Welcome statement (teaching/research/personal interests): In my research and teaching I am interested in thinking about the relation between literature and history as well as between history and the present. More specifically, I’m fascinated by the roles gender, race, class/status and other categories of difference play in the ways individualsinteract with different types of structures, particularly, familial and political structures. I have written on fathers and daughters in the work of John Gower, a fourteenth-century writer, as well as on the notion of privacy and its relation to economic and urban developments in Chaucer’s “Miller’s Tale.” I have also researched some of the international connections and exchanges between European nations that have been largely unexplored so far and have thus recently edited a book on England and Iberia in the late Middle Ages. I’m also interested in the question of gender and writing. How does gender influence or affect how what we write as well as how and what we read? Currently I’m working on exploring the connections between poverty, property, the sense of self, and gender in medieval literature.
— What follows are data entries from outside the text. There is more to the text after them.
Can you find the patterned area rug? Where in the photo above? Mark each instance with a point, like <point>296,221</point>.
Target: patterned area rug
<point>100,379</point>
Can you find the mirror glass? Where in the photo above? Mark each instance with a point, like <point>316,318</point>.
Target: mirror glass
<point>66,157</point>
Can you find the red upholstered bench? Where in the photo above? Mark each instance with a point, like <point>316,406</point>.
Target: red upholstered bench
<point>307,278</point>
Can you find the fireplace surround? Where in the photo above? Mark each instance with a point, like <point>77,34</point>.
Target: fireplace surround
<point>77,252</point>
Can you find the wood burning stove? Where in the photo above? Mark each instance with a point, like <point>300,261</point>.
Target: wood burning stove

I’m particularly interested understanding the extent to which property and rights are connected in the Middle Ages.
Current and Recent Courses: Readings in British Literature I, Chaucer, Medieval Women and Writing, Arthurian Romance, Medieval Sexualities
Dream or Future Courses: Medieval Literature and Postcolonial Theory (a course devoted to reading about race, class, and gender in medieval literature through the lens of postcolonial theory); Film and Medieval Literature (a course on film adaptations of medieval stories, from Beowulf to El Cid or Arthur).
I have a Ph.D. in Medieval Studies from Cornell University and a B.A. in English Literature and Language from the Universidad de Sevilla (Spain). I’m originally from Spain and came to the U.S. to go to Graduate School (and then stayed).